MySQL Index Limits: Maximum Number of Indexes, Columns per Index, and Design Guidelines
This article explains MySQL's index limits for InnoDB and MyISAM engines, detailing the maximum number of indexes per table, the maximum columns per index, and provides practical recommendations on how many indexes a table should have to balance performance and maintenance.
Preface
Hello, I am "Snail Boy". In daily development, backend developers often write SQL and consider adding indexes to query columns.

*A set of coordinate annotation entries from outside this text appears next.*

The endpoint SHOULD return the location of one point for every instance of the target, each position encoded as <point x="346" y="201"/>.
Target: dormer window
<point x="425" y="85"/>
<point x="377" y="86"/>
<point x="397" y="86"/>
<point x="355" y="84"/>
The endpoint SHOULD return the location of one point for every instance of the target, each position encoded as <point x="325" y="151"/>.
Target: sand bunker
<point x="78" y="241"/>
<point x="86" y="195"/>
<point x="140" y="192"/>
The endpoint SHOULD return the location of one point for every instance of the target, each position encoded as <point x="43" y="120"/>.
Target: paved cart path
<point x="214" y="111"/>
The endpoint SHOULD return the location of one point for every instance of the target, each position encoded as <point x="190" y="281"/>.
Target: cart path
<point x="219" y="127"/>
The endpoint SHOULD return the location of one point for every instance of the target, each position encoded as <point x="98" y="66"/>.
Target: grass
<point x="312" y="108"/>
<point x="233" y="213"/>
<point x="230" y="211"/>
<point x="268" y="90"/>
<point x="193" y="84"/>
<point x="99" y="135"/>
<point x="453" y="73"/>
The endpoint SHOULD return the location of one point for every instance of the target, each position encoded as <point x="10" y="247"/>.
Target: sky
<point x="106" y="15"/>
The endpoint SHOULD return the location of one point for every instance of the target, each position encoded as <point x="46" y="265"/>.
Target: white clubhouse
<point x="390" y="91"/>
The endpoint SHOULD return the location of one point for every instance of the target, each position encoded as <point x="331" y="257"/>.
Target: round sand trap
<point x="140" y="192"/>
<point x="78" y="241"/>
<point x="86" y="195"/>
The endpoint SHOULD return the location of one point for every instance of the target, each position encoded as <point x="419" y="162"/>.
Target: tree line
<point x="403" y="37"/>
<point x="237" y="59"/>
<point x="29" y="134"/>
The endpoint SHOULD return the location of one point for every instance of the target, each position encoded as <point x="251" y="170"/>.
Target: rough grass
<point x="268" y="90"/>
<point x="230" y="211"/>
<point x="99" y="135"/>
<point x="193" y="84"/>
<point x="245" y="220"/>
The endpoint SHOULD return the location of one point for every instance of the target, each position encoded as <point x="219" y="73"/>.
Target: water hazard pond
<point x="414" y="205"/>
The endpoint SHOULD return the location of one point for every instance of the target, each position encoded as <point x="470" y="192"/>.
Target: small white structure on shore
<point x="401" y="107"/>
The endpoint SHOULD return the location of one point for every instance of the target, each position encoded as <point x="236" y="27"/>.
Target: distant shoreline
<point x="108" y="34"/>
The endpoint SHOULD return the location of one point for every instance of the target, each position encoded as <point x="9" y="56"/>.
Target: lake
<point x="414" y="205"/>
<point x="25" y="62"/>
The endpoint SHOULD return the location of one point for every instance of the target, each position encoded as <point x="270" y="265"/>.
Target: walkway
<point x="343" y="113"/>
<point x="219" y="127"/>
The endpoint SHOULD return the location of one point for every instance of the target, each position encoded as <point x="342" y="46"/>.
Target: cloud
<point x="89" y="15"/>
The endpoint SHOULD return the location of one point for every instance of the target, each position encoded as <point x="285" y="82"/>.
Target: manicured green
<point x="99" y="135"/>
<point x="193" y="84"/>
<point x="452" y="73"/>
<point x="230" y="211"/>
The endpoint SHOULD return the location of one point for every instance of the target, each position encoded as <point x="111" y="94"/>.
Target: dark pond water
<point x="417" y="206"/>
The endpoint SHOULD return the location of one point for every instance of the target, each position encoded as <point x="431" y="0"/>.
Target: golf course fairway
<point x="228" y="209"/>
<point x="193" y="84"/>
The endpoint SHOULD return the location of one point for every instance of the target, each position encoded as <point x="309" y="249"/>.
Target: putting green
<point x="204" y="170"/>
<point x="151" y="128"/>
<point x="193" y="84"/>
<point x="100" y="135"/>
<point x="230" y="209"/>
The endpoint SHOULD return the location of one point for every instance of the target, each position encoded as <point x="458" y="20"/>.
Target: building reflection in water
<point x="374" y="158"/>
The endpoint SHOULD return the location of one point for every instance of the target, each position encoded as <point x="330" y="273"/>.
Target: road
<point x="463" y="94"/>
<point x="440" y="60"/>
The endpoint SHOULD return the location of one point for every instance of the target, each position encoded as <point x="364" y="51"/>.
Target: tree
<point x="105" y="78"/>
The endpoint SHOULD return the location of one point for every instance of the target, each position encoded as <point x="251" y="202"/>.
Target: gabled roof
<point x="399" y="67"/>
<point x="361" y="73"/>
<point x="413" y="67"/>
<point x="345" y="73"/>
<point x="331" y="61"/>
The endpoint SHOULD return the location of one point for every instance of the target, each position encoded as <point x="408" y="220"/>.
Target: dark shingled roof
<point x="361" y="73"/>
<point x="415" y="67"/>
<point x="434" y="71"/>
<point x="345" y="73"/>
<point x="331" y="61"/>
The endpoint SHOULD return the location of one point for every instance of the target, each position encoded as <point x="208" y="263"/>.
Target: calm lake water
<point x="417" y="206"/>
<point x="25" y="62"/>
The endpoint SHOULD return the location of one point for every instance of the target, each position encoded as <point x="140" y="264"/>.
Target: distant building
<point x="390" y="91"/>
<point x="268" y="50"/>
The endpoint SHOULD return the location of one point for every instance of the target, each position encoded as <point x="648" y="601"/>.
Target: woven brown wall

This article answers common interview questions about MySQL index limits, including the maximum number of indexes per table, the maximum columns per composite index, and the problems caused by excessive indexes.
1. InnoDB Storage Engine
According to the MySQL official documentation, InnoDB allows up to 64 secondary (non‑primary) indexes per table. Adding a primary key index makes the total maximum 65 indexes.
Each index can contain at most 16 columns, as documented by MySQL.

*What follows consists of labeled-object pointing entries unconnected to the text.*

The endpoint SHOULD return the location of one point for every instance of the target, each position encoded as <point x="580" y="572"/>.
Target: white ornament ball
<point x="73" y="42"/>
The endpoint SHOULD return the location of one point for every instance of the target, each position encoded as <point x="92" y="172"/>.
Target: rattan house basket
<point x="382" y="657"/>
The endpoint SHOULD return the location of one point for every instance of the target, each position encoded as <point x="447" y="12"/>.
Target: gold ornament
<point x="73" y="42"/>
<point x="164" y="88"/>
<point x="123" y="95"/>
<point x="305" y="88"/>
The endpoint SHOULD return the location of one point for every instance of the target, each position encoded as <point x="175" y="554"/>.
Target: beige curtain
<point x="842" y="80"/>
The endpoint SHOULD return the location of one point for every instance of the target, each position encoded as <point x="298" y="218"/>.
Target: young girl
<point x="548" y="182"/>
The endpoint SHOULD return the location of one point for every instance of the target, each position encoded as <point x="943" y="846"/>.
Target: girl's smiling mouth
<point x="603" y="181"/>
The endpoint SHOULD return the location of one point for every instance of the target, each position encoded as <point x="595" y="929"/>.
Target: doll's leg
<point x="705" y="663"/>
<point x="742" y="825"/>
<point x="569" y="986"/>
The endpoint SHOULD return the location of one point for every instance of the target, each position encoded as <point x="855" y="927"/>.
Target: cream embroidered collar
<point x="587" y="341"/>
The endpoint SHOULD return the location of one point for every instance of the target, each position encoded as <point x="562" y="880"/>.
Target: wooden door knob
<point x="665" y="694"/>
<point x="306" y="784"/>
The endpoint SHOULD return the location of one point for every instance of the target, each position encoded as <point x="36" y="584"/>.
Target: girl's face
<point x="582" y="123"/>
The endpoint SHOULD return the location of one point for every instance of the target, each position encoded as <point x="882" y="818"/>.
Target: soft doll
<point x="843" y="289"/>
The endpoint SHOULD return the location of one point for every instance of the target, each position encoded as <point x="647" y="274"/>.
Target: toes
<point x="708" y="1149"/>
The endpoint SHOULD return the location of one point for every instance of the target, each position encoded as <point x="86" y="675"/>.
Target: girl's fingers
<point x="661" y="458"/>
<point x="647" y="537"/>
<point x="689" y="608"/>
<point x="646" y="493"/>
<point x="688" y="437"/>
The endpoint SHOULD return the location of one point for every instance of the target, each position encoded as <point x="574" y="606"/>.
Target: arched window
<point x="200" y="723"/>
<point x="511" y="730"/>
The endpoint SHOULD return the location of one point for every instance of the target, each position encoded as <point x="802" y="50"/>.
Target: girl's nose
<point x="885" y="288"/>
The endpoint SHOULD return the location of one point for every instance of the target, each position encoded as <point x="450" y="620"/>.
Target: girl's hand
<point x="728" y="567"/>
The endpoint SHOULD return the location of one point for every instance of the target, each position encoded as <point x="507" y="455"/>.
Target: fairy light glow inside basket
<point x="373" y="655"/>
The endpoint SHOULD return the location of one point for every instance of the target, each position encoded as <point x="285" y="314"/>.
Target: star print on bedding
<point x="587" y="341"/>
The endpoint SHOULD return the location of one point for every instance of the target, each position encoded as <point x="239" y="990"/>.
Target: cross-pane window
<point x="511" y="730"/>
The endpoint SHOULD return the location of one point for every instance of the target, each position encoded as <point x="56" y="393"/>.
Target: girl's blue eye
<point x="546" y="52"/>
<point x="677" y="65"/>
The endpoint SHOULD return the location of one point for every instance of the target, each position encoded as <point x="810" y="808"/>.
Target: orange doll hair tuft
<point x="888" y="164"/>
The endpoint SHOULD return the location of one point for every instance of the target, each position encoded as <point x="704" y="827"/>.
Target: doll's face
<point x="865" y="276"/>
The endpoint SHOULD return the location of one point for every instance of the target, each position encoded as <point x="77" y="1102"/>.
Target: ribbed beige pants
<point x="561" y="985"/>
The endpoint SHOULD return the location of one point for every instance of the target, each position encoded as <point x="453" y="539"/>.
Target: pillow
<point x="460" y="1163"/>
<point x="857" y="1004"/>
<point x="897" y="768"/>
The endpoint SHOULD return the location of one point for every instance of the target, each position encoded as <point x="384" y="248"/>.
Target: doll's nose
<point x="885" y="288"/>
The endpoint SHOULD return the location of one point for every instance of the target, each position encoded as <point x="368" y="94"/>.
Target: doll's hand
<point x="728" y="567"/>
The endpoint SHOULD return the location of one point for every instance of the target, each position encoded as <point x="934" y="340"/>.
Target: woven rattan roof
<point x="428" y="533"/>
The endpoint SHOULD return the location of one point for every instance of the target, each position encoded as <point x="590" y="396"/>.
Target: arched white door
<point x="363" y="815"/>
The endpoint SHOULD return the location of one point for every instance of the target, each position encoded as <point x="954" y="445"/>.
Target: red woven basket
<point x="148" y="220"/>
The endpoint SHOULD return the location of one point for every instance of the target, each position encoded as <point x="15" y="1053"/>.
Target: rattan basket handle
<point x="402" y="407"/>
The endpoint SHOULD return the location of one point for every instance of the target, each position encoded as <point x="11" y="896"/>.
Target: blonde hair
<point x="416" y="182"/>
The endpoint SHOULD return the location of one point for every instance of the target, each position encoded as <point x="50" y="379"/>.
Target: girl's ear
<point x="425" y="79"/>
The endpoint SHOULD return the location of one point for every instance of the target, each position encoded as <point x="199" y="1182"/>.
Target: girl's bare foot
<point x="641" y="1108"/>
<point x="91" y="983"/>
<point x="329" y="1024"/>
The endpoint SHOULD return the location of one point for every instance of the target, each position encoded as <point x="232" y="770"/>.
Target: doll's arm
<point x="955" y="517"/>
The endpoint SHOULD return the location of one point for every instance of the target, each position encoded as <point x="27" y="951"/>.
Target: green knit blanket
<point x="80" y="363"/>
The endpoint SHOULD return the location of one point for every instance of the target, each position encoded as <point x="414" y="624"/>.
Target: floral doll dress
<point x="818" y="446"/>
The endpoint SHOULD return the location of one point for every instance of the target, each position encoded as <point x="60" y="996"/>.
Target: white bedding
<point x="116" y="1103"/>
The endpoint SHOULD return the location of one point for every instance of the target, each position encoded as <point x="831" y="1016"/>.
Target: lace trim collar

https://dev.mysql.com/doc/refman/8.0/en/innodb-limits.html
Therefore, an InnoDB table can have a maximum of 65 indexes, and each index can include up to 16 columns.
2. MyISAM Storage Engine
For MyISAM, a table can have up to 64 indexes, not counting the primary key index. The column limit per index is also 16.

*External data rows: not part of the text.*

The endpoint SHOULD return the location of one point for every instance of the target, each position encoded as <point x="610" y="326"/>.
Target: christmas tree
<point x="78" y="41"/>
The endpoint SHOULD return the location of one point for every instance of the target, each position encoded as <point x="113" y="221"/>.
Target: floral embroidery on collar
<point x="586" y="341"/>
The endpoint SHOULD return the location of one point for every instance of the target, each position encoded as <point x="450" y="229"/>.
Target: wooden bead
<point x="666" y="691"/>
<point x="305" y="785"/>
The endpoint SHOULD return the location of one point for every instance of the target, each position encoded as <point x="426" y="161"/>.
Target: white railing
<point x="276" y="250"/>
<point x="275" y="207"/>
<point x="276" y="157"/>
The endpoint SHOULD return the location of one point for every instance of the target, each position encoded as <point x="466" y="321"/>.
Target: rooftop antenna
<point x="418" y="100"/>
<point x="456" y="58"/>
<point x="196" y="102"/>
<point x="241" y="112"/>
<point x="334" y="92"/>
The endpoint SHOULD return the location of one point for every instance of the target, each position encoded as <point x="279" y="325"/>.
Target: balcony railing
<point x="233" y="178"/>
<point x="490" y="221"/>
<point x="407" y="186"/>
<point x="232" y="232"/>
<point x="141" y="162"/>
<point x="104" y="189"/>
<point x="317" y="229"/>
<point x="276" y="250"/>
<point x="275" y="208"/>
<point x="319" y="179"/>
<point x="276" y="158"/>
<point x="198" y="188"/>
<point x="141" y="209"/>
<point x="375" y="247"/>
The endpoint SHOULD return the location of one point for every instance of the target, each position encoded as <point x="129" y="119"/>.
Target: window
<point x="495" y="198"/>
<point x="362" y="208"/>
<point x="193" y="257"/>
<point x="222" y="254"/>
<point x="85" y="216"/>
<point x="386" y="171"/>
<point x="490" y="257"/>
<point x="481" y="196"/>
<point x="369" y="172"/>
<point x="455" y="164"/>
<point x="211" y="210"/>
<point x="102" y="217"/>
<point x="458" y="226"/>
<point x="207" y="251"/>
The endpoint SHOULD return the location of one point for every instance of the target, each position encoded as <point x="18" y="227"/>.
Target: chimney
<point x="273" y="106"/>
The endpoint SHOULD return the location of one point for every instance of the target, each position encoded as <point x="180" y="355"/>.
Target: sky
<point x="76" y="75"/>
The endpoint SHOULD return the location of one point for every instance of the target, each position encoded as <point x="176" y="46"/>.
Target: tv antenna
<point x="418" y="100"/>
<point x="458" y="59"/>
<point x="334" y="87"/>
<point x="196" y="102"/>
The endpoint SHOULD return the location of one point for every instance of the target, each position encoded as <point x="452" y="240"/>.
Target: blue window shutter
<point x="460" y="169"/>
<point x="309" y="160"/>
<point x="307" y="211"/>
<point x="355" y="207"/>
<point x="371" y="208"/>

https://dev.mysql.com/doc/refman/8.0/en/myisam-storage-engine.html
Some developers confuse the per‑index column limit with the total index count; the former is 16 columns per composite index, while the latter is the total number of indexes allowed.
3. How Many Indexes Are Reasonable for a Table?
An index is a data structure that speeds up query retrieval, similar to a dictionary's table of contents. While indexes improve read performance, too many can degrade write performance.
Guidelines:
Small tables may not need any indexes.
Tables with frequent updates should avoid excessive indexing.
In most cases, adding indexes is necessary. Alibaba's "Java Development Manual" suggests keeping the number of indexes on a single table to 5 or fewer . This is an experience‑based recommendation rather than a hard limit; some tables may have 6‑7 indexes, but exceeding 8 often indicates a design issue.
4. Problems Caused by Excessive Index Design
Although InnoDB permits up to 65 indexes, it is generally recommended to stay below 5. Excessive indexes lead to:
Write performance degradation : Every INSERT/UPDATE/DELETE must maintain all related indexes, causing higher latency and lock contention.
Space consumption growth : Each index stores a copy of the indexed data; dozens of indexes on a million‑row table can consume several gigabytes of additional disk space.
Query optimizer overload : The optimizer must evaluate many possible index paths, increasing planning time and sometimes choosing sub‑optimal indexes.
Maintenance cost increase : Backup, migration, and schema changes (e.g., ALTER TABLE) become slower because all indexes must be rebuilt.
Each of these issues can significantly affect the overall health and scalability of a database system.